Memory Approaches Comparison Demo
This is a complete, runnable application demonstrating Hindsight integration. View source on GitHub →
Interactive Streamlit app comparing three memory approaches for LLM applications:
- No Memory - Each query is independent (baseline)
- Full Conversation History - Pass entire conversation (truncated to simulate context limits)
- Hindsight Memory - Intelligent semantic memory retrieval
This demo showcases how Hindsight's semantic memory outperforms traditional approaches, especially as conversations grow longer.
Quick Start
# 1. Set your OpenAI API key
export OPENAI_API_KEY=your-key
# 2. Start Hindsight server
docker run -d -p 8888:8888 -p 9999:9999 \
-e HINDSIGHT_API_LLM_PROVIDER=openai \
-e HINDSIGHT_API_LLM_API_KEY=$OPENAI_API_KEY \
ghcr.io/vectorize-io/hindsight:latest
# 3. Run the demo
./run.sh
Then open http://localhost:8501 in your browser.
What This Demo Shows
The Problem with Traditional Approaches
| Approach | How it Works | Limitation |
|---|---|---|
| No Memory | Each query standalone | Forgets everything between messages |
| Full History | Pass all messages to LLM | Token limits cause truncation - loses early context |
| Hindsight | Semantic retrieval of relevant facts | Retrieves what's relevant regardless of when it was said |
Key Insight
After 5-10 messages, watch the Full Conversation History column start losing early context due to truncation (artificially set to 4 messages to demonstrate this quickly). Meanwhile, Hindsight Memory can still recall facts from the beginning because it uses semantic retrieval rather than sequential history.
Testing the Demo
-
Introduce yourself:
- "Hi, I'm Sarah, a data scientist at Netflix"

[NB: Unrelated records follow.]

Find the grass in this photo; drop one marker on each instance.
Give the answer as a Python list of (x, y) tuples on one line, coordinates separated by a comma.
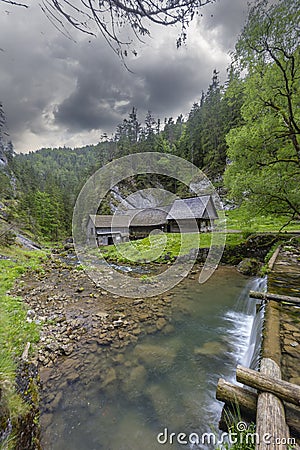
[(239, 219), (15, 331), (163, 248)]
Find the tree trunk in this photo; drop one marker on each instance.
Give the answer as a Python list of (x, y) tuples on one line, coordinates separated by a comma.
[(269, 381), (270, 415), (274, 297)]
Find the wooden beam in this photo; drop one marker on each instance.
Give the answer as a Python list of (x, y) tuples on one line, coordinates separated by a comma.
[(269, 383), (270, 415), (238, 399), (274, 297)]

- "I prefer Python and love machine learning"
-
Have several exchanges about different topics
-
Test recall:
- "What programming language should I use?"
- "What do you know about me?"
Watch how the three columns respond differently as the conversation grows.
Features
- Side-by-side comparison of all three approaches
- Debug panels showing what context each approach uses
- Memory explorer to search Hindsight memories directly
- Configurable settings for history truncation, max memories, etc.

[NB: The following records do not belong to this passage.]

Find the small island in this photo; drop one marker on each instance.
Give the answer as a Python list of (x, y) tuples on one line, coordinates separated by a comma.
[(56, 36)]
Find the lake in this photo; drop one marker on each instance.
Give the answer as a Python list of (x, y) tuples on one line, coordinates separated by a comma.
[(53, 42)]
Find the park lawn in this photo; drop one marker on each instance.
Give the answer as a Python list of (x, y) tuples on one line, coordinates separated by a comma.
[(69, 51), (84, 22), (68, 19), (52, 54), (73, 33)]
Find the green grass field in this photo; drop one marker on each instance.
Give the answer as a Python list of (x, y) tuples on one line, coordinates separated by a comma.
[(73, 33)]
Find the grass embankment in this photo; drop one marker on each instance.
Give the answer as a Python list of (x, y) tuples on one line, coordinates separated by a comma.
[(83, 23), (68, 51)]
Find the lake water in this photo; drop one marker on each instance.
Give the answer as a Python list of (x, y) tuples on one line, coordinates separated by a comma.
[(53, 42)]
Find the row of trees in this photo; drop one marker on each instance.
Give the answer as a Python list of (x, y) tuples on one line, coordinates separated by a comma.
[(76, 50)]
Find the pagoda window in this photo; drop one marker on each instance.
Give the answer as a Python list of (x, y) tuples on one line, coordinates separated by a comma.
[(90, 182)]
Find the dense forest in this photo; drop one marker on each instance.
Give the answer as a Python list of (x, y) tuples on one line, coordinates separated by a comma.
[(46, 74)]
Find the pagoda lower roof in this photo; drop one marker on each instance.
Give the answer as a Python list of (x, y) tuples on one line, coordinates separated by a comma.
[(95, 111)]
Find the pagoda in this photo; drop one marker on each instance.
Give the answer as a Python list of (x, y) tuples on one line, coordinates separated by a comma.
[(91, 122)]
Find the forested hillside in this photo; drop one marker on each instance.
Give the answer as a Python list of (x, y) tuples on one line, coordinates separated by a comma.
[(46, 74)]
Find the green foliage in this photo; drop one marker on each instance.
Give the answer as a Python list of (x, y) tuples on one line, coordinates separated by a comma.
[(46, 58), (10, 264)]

- Multi-provider support via LiteLLM (OpenAI, Anthropic, Groq)
Prerequisites
- Python 3.10+
- Hindsight server running (Docker recommended)

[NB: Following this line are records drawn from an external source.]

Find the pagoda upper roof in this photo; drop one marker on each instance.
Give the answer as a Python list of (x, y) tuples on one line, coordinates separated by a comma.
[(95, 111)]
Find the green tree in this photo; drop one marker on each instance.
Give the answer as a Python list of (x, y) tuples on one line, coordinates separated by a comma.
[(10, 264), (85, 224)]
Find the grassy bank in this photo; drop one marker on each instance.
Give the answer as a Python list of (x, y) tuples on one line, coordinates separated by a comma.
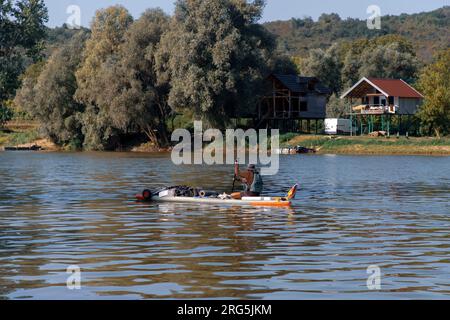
[(372, 145), (15, 138), (24, 134)]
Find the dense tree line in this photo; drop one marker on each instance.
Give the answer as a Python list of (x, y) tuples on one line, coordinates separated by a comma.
[(124, 78), (22, 33), (129, 77), (427, 30)]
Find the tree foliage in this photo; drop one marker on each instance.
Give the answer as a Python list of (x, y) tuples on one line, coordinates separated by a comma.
[(21, 37), (427, 30), (100, 57), (48, 95), (214, 56), (435, 85), (136, 102)]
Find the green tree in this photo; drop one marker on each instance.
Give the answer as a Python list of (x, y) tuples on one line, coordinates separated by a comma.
[(48, 98), (435, 85), (136, 102), (325, 65), (215, 56), (21, 40), (100, 57)]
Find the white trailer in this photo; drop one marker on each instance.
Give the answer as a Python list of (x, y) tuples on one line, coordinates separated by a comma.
[(338, 126)]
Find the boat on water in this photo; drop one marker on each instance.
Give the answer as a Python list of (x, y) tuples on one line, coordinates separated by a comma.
[(191, 195)]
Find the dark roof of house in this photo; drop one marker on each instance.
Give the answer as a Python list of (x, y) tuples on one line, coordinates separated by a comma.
[(299, 84), (396, 88)]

- At least one LLM API key (OpenAI recommended)
Setup
Using run.sh (Recommended)
# Set API key
export OPENAI_API_KEY=your-key
# Start Hindsight, then run:
./run.sh
The script will check and install dependencies automatically.
Manual Setup
# Install dependencies
pip install streamlit litellm
# Install Hindsight packages
pip install hindsight-client hindsight-litellm
# Run the app
streamlit run app.py
Starting Hindsight Server
docker run -d -p 8888:8888 -p 9999:9999 \
-e HINDSIGHT_API_LLM_PROVIDER=openai \
-e HINDSIGHT_API_LLM_API_KEY=$OPENAI_API_KEY \
ghcr.io/vectorize-io/hindsight:latest
# Verify it's running
curl http://localhost:8888/health
Configuration
Sidebar Options
Model Selection:
- Provider: OpenAI, Anthropic, Groq
- Model: Various models per provider
- Custom model ID support
Full History Config:
- Max Messages to Keep (default: 4 to demonstrate truncation)
Hindsight Config:
- API URL (default: http://localhost:8888)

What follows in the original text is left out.